We don’t want to make things more difficult than they need to be, so to keep things simple, the final model that is often used typically includes only the variables that are statistically significant, and the adjusted R-squared should remain about the same as when it was left in the model. Let’s try it out.
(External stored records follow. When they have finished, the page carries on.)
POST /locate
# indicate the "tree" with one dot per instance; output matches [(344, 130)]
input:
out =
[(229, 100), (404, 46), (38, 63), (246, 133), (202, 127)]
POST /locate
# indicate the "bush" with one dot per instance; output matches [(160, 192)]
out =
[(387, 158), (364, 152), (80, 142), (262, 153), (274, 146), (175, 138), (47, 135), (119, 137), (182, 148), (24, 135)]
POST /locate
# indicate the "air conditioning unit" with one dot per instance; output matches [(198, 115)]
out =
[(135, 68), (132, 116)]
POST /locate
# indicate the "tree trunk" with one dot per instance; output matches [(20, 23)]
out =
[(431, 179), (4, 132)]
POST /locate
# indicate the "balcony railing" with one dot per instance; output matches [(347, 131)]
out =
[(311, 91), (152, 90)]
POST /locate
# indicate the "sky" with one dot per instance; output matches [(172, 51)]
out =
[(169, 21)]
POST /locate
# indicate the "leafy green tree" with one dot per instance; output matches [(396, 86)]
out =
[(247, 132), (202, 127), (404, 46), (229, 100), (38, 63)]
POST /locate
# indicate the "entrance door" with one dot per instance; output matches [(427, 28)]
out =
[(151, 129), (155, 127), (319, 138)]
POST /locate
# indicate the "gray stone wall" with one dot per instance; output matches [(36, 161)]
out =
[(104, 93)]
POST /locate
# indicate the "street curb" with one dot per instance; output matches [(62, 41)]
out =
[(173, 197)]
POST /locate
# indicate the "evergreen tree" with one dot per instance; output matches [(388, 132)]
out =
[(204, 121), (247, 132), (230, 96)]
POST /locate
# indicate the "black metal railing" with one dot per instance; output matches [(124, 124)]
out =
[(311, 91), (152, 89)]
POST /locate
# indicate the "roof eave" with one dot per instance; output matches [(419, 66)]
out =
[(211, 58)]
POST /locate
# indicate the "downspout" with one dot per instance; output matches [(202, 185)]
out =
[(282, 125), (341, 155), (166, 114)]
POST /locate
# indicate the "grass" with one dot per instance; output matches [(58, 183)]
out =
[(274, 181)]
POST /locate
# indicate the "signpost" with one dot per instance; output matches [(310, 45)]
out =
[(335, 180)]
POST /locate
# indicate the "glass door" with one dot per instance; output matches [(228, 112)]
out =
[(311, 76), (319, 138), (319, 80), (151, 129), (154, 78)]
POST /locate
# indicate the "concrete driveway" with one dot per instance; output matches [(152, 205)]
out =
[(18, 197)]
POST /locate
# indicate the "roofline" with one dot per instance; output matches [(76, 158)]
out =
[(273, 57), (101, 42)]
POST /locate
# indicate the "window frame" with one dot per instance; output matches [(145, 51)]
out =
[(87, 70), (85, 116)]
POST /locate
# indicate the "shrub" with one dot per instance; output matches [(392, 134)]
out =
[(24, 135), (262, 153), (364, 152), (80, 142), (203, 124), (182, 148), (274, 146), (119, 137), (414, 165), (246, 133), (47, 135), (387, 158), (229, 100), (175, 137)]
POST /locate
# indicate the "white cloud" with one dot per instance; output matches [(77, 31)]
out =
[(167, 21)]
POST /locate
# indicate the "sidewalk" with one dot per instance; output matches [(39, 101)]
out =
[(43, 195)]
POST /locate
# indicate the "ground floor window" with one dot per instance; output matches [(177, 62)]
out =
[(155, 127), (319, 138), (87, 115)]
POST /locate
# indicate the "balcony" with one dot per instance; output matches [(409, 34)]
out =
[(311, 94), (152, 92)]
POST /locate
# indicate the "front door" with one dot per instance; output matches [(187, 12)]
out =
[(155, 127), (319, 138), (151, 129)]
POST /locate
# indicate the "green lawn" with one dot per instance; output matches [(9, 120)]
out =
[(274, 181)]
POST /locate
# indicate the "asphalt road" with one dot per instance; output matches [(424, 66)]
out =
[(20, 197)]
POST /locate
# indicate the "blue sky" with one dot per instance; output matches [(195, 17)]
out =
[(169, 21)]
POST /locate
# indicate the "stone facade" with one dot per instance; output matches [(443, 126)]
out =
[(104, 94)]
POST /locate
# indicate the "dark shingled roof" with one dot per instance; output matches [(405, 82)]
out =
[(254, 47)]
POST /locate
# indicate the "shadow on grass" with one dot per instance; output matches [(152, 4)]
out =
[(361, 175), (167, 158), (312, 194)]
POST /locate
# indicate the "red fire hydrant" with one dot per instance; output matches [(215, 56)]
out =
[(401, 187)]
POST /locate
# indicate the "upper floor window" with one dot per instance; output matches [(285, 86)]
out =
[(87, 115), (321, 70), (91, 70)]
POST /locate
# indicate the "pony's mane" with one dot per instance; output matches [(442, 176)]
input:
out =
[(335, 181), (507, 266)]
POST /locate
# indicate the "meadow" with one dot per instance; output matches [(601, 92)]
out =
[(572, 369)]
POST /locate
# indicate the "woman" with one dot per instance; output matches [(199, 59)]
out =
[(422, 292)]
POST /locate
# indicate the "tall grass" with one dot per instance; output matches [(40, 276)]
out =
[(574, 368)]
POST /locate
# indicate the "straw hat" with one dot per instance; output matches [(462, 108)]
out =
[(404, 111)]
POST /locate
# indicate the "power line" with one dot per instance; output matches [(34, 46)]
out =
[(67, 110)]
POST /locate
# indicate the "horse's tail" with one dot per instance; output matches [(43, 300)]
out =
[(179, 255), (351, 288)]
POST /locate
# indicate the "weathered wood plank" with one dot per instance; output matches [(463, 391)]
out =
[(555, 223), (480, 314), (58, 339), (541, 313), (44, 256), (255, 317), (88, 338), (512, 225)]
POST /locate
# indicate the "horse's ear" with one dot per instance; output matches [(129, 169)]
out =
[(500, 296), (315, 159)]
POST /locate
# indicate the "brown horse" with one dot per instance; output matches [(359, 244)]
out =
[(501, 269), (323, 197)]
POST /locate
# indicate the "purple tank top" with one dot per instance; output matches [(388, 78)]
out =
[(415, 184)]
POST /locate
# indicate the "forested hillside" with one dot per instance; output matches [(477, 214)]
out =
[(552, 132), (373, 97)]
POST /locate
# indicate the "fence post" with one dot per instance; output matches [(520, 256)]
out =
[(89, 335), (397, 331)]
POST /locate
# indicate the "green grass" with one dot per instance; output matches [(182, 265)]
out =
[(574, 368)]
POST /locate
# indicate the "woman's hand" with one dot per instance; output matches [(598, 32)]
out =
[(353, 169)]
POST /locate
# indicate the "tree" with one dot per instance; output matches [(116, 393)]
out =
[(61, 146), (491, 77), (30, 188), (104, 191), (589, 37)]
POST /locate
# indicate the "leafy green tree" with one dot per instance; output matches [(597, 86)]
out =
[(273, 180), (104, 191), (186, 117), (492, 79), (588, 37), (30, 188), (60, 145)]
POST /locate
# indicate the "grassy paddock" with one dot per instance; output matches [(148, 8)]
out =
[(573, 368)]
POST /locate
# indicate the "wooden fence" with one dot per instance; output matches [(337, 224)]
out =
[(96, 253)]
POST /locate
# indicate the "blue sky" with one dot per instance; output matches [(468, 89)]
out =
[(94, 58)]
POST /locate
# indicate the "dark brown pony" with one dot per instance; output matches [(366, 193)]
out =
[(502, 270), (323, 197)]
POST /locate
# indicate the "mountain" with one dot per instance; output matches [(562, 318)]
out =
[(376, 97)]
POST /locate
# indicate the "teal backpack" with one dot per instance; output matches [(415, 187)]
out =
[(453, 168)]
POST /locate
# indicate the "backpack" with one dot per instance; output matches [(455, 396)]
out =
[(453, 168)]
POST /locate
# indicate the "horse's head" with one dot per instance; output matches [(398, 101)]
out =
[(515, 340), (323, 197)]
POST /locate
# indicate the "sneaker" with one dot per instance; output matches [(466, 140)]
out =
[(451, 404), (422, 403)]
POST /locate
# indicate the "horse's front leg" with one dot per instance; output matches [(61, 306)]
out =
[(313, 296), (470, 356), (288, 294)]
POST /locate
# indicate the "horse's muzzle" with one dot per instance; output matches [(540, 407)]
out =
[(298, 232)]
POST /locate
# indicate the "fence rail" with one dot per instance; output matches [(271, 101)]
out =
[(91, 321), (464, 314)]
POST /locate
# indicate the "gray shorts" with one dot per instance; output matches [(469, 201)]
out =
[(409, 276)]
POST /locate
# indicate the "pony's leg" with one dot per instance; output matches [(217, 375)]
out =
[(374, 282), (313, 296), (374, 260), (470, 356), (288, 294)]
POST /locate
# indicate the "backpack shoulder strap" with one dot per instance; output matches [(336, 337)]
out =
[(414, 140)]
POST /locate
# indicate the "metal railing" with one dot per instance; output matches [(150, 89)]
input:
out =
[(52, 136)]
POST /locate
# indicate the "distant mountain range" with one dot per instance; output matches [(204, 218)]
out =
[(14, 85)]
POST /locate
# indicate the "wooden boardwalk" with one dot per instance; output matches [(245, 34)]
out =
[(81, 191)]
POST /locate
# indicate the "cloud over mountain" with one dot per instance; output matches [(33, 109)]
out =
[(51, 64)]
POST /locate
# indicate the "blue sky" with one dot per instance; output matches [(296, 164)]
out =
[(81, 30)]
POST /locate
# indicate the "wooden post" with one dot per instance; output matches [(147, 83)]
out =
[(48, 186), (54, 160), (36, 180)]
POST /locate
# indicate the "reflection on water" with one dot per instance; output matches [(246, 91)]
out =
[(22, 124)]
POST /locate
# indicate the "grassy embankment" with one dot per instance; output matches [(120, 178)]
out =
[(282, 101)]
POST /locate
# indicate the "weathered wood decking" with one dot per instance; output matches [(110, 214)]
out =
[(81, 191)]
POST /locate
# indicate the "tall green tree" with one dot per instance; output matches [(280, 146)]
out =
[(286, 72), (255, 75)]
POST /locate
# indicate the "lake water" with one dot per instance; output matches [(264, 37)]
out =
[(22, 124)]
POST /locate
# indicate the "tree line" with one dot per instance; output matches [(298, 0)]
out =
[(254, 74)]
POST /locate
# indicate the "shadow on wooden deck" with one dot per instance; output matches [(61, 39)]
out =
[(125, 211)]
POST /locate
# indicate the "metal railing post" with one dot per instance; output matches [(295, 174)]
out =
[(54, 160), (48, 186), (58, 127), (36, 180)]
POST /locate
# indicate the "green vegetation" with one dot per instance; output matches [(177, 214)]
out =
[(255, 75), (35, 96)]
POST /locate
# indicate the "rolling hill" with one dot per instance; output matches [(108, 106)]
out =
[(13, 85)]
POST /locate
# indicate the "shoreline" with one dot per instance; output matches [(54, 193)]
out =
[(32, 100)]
lm5 = lm(totalRevenue ~ Fuel_py1 + Juicetonics_py1 + ColdDispensedBeverage_py1, data = trd)
summary(lm5)
##
## Call:
## lm(formula = totalRevenue ~ Fuel_py1 + Juicetonics_py1 + ColdDispensedBeverage_py1,
## data = trd)
##
## Residuals:
## Min 1Q Median 3Q Max
## -11085.6 -2541.9 -333.1 1844.3 25796.8
##
## Coefficients:
## Estimate Std. Error t value Pr(>|t|)
## (Intercept) -14033 2159 -6.499 1.79e-10 ***
## Fuel_py1 36629 2395 15.293 < 2e-16 ***
## Juicetonics_py1 135591 33721 4.021 6.59e-05 ***
## ColdDispensedBeverage_py1 -57848 27898 -2.074 0.0386 *
## ---
## Signif. codes: 0 '***' 0.001 '**' 0.01 '*' 0.05 '.' 0.1 ' ' 1
##
## Residual standard error: 4257 on 560 degrees of freedom
## Multiple R-squared: 0.4251, Adjusted R-squared: 0.422
## F-statistic: 138 on 3 and 560 DF, p-value: < 2.2e-16
In this case, the adjusted R-squared even increased slightly.
plot_summs(lm1, lm2, lm3, lm4, lm5)
In conclusion, multiple regression is a very powerful tool for both predictive and explanatory purposes. It improves the predictive power by using the effect of multiple variables. It improves the explanatory power by reporting the unique effect of each predictor variable.
The adjusted R-squared should be the main version of R-squared that you focus on when using multiple regressions because it is a more conservative estimate of the expected explanatory power of a model.